Just Imagine… Sandman

Just Imagine SandmanSummary: Just Imagine… Marvel Comics pioneer Stan Lee teaming up with various DC in-house creators to “re-imagine” some of DC Comics’ most well-known, iconic characters.


‘Just Imagine…’ is a series of graphic novels that Stan Lee wrote for DC Comics, reinterpreting many of their iconic superheroes as they would have been had he created them. Paired up with a different artist for each issue, the series completely reinvents our favourite DC heroes and heroines, giving them new looks, powers, histories and personalities.

Each graphic novel tackles a different character and is an origin story with a primary adventure to set the stage for that hero/heroine. The recurring elements are its setting, which is usually Los Angeles, its main villain, Reverend Dominic Darrk (of the Church of Eternal Empowerment) and a mysterious green element that empowers many of the series’ heroes and heroines.

“Holy $#!tballs, Batdude!”, you might say excitedly. “Stan Lee rewrote all of the DC characters?”. Woah, woah! Hold onto your superbritches, lil’ one: the series was not well received and has largely been forgotten since. But we here at TCE were very curious, and we know some of you are too, so we decided to explore each one in turn, giving them the spotlight they deserve.

This week on ‘Just Imagine…’:

Sandman, by Stan Lee and Walter Simonson 6.5

I don’t think I am at all familiar with DC’s Sandman character. In fact, until this very moment, I didn’t realize that there were many of them, created by various writers, throughout DC’s history. Naturally, when I think Sandman, I think of Neil Gaiman’s creation (for DC’s Vertigo imprint), which I’ve never felt compelled to explore. The name suggests dreamscapes or death to me. Heck, I had even forgotten that Marvel had a Sandman character made of sand.

So I had few expectations when I tackled Stan Lee’s new ‘Just Imagine…’ creation; I was pretty much a blank slate.

Lee’s ‘Sandman’ takes an astronaut by the name of Larry Wilton (notice the lack of alliteration!) who is being sent out into space to investigate a green haze that NASA thinks may be the source of a mysterious Sleeping Death virus that is putting people into comas. Due to an unexpected and inexplicable interference by Reverend Darrk, Wilson ends up on the brink of death and finds himself sent into a dreamworld that he used to visit as a child.
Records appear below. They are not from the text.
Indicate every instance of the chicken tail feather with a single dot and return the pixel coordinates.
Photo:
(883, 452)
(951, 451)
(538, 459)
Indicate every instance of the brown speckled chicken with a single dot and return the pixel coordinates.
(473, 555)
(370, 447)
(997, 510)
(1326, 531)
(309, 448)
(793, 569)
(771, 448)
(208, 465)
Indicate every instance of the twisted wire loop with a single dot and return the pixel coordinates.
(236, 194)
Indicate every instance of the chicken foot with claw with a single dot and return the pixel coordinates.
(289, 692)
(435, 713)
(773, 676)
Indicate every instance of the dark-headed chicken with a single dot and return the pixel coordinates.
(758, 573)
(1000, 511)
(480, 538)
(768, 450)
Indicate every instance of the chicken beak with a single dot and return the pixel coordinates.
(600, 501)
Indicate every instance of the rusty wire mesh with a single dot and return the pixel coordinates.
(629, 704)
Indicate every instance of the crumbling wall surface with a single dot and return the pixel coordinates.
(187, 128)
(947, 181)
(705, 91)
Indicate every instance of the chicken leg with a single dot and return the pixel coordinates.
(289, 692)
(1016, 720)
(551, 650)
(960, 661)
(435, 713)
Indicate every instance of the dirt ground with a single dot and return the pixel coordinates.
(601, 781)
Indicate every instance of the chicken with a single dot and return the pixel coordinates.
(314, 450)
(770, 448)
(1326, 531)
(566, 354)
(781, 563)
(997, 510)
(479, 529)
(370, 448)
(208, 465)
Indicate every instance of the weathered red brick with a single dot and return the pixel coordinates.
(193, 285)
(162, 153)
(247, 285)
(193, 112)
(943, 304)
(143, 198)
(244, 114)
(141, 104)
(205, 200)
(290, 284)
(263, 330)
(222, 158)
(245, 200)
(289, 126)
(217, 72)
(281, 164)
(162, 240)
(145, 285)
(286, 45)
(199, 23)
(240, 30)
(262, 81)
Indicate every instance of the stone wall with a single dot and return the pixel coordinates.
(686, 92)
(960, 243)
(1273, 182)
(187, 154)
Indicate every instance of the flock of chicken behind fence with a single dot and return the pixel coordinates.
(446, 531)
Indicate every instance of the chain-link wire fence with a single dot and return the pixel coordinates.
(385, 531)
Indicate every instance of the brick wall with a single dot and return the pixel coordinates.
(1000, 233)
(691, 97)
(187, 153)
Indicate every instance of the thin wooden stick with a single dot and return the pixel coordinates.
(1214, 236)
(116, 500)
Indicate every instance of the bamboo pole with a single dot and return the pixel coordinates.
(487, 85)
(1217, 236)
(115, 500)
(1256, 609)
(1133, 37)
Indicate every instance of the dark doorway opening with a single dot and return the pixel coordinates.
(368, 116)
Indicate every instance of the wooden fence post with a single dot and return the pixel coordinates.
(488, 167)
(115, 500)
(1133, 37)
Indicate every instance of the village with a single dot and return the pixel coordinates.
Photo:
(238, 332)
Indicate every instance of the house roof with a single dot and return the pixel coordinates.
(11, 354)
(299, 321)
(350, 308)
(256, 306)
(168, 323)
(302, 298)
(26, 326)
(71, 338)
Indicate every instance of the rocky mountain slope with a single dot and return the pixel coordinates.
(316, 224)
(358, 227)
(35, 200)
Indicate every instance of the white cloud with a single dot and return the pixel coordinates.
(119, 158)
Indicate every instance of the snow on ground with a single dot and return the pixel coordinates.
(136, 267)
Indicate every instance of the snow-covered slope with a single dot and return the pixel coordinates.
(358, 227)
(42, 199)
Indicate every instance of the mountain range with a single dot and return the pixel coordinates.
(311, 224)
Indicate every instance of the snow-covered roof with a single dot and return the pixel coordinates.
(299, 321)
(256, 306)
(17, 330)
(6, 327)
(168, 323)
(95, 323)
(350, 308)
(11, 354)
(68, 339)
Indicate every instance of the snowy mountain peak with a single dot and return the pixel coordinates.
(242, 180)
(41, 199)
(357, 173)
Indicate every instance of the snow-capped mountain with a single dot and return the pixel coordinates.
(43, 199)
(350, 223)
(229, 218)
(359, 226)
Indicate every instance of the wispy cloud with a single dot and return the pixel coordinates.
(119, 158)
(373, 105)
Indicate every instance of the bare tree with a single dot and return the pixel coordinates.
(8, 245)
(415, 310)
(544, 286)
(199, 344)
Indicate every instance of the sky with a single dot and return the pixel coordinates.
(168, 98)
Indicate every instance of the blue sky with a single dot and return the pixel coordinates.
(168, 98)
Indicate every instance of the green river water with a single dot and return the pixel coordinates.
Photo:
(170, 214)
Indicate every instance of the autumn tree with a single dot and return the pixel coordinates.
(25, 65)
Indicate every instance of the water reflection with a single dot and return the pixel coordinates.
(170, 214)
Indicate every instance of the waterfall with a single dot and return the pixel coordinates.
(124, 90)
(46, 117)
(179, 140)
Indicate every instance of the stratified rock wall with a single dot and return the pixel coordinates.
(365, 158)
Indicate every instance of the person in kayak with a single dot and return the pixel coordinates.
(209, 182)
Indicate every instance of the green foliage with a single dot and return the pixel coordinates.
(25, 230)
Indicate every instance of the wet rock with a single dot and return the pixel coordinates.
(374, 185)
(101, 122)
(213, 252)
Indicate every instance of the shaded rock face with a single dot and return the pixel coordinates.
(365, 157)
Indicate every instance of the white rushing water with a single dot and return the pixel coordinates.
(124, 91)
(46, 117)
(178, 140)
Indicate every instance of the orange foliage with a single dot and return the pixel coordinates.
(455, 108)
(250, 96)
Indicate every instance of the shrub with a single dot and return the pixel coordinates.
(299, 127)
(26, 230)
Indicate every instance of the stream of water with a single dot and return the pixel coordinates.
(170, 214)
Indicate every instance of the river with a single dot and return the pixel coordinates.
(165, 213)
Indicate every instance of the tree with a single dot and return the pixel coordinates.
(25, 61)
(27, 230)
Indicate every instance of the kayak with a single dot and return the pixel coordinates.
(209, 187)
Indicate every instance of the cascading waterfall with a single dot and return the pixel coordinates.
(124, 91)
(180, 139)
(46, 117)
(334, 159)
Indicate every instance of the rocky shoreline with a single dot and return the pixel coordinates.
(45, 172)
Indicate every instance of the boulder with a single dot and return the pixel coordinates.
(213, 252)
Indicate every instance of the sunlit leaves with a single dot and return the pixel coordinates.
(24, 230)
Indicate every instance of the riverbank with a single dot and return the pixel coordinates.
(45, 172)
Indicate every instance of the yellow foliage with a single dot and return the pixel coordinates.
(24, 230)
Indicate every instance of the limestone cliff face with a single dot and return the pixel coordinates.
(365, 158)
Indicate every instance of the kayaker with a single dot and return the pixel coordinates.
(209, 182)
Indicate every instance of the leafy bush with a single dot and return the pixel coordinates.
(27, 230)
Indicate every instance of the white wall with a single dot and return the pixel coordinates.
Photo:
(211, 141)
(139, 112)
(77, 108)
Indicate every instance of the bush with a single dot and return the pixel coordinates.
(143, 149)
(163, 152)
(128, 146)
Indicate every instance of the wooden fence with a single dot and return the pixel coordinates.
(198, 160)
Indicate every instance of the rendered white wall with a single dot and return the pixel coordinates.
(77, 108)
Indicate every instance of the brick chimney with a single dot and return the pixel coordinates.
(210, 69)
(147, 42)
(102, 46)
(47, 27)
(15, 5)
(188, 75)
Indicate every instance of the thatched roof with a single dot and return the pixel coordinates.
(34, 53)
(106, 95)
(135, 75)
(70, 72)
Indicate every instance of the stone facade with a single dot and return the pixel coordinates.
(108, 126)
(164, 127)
There he discovers that he is destined to be a mystical being called the Sandman, whose powers are unclear, as they are not even explained to him aside for his intangibility. He basically has to figure it out for himself (he eventually learns how to fly and turn into a sandstorm). Eventually, he is told how to move between the real and dream worlds, so he confronts Reverend Darrk and a thief of souls in the dreamworld that used to haunt his dreams.

We come to realize that Darrk is related to the thief of souls when Sandman defeats the latter (instantly making all the victims of the Sleeping Death well again in the process) and finds the former defeated upon his return to the real world. This was a bit disappointing to me because I thought there was more to Darrk than this. Of course, I don’t really like mystical/magic stuff (hence why I always disliked Dr. Strange), so this story didn’t do much for me.

I was also ambivalent about the character. I hated his look, which some sort of beige-coloured hooded robe, golden gauntlets, golden, knee-high space boots and a black mask to cover his eyes. His personality didn’t shine through much, either; he appeared to be your average American heroic figure. And, as mentioned above, it’s hard to be excited about a character whose powers are a mystery not just to us but to him as well. Yay! Here’s comes Sandman!

He’ll… uh… do something. Not sure, what, though…

The art was okay, but it didn’t do much for me. I liked that the story was structured in a slightly non-linear fashion, but one has to wonder why Lee chose to redo a character as ambiguous as Sandman: he’s hardly one of the DC Comics icons that one might have expected him to do his magic on. Catwoman was a stretch, but Sandman…? What about Martian Manhunter or Green Arrow? Or, heck, Cyborg or Firestorm? At least their names have some sort of resonance.

Well, for what it’s worth, Sandman set up the following issue, the finale: ‘Crisis’.


On the street: This four-page spread, again by Michael Uslan and Stan Lee, and the last of the series, consists of an old man escaping the dreamworld and wandering the streets trying to warn people that Crisis is coming. Naturally, no one listens to him. The ending is very reminiscent of ‘Invasion of the Body Snatchers‘.